Siamese Neural Networks for One-shot Image Recognition

omniglot_grid

Here we will implement the paper http://www.cs.cmu.edu/~rsalakhu/papers/oneshot1.pdf

For Theoretical Explanation , check out my post on medium: https://medium.com/@asagar60/one-shot-learning-using-keras-8c1cd62ac382

Brief Description

Our model is given a tiny labelled training set S, which has N examples, each vectors of the same dimension with a distinct label y.

Support_Set.JPG

It is also given x_test, the test example it has to classify. Since exactly one example in the support set has the right class, the aim is to correctly predict which y ∈ S is the same as x_test’s label.

task_25.png

But the problem becomes challenging when N increases. Now we have to compare our test image with N different images and look for the highest probability for the correct class.

Evaluation Strategy

There are two different ways to obtain few-shot classification problems for testing an algorithm. We will refer to these as "within-alphabet" and "unstructured" evaluation. The difference lies in how a random set of K classes is obtained:

To have better accuracy of the model , we will test the model on "Within Alphabet" and "unstructured Alphabet" Pairs. This strategy is inspired by Jack Valmadre's few-shot classification repo - https://github.com/jvlmdr/omniglot-eval

  • within-alphabet : Choose an alphabet, then choose K characters from that alphabet (without replacement).
  • unstructured : Concatenate the characters of all alphabets, then choose K characters (without replacement). The hierarchy of alphabets and characters is ignored.

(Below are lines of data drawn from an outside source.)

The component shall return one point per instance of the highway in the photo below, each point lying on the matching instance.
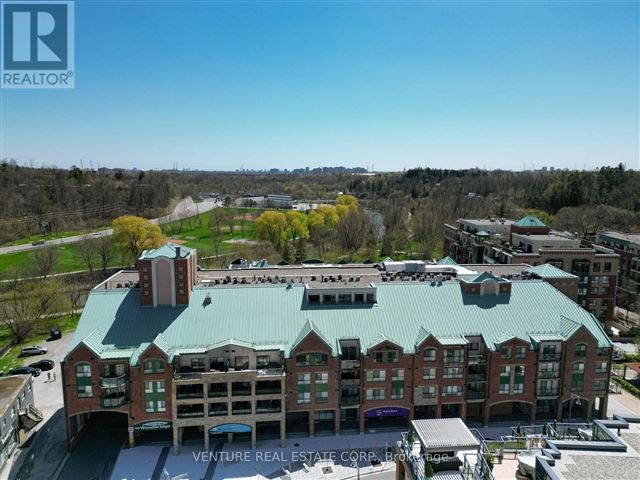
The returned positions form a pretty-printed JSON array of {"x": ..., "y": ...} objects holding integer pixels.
[{"x": 184, "y": 209}]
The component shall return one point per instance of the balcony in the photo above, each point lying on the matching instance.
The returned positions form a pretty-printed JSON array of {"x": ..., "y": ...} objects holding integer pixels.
[
  {"x": 113, "y": 382},
  {"x": 476, "y": 395},
  {"x": 113, "y": 401},
  {"x": 477, "y": 359},
  {"x": 348, "y": 364},
  {"x": 549, "y": 392},
  {"x": 550, "y": 356}
]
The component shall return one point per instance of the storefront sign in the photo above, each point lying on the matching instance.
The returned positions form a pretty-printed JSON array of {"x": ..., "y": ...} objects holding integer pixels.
[
  {"x": 231, "y": 428},
  {"x": 387, "y": 412},
  {"x": 156, "y": 425}
]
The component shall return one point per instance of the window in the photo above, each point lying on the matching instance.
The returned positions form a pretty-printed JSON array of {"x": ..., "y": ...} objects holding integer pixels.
[
  {"x": 376, "y": 375},
  {"x": 153, "y": 366},
  {"x": 599, "y": 385},
  {"x": 375, "y": 393},
  {"x": 84, "y": 391},
  {"x": 83, "y": 370},
  {"x": 429, "y": 392},
  {"x": 304, "y": 397},
  {"x": 322, "y": 397},
  {"x": 429, "y": 374},
  {"x": 385, "y": 356},
  {"x": 452, "y": 391},
  {"x": 311, "y": 359},
  {"x": 430, "y": 355},
  {"x": 242, "y": 362},
  {"x": 453, "y": 372},
  {"x": 601, "y": 367},
  {"x": 197, "y": 364}
]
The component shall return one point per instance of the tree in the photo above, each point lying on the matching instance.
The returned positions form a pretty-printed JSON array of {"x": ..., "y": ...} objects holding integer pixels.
[
  {"x": 134, "y": 234},
  {"x": 272, "y": 226},
  {"x": 216, "y": 221},
  {"x": 297, "y": 225},
  {"x": 88, "y": 251},
  {"x": 46, "y": 259},
  {"x": 106, "y": 251},
  {"x": 26, "y": 303},
  {"x": 352, "y": 230},
  {"x": 346, "y": 204}
]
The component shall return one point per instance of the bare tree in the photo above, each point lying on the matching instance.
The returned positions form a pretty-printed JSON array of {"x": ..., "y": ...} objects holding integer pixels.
[
  {"x": 216, "y": 221},
  {"x": 46, "y": 259},
  {"x": 352, "y": 230},
  {"x": 26, "y": 303},
  {"x": 106, "y": 252},
  {"x": 88, "y": 251}
]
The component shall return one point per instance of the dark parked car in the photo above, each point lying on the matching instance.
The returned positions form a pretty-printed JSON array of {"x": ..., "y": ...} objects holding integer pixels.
[
  {"x": 25, "y": 371},
  {"x": 32, "y": 350},
  {"x": 43, "y": 364}
]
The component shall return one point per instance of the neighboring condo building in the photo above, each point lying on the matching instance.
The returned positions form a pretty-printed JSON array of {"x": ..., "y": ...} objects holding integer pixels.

Intuitively, we might expect that the unstructured problem is easier, because there is likely to be more variation between alphabets than within alphabets. (This may seem counter-intuitive since characters within an alphabet must be different from one another, whereas characters across alphabets may be identical. However, a character in one alphabet can have at most one such near-identical match in another alphabet.)

Output

Acc Within Alphabet (20-way) Unstructured Alphabet (20-way)
Validation set 78.0 % 91.0%
Evaluation Set (10 Alphabets) 78.0 % 89.0 %
Evaluation Set (20 Alphabets) 74 % 91.0 %

Training Accuracy and Training Loss

loss_acc.png

One Shot Accuracy on Validation Set

training_one_shot_acc.png

One Shot Accuracy on Test Data

Testing_acc.png

Detailed Accuracies

Acc Acc - wA pairs NN Acc - wA pairs Acc - uA pairs NN Acc - uA pairs
N = 2 100.0 % 62.5 % 100.0 % 67.5 %
N = 5 94.0 % 45.0 % 97.0 % 48.0 %
N = 6 87 % 32.9 % 95.0 % 36.6 %
N = 10 80.0 % 22.5 % 96.5 % 26.5 %
N = 15 82.0% 17.6 % 94.6% 23.6 %
N = 16 80.78 % 20.3 % 92.5 % 20.31 %
N = 20 74.12% 13.5% 91.75 % 18.75 %

Note : These accuracies are from Evaluation Set ( 20 Alphabets).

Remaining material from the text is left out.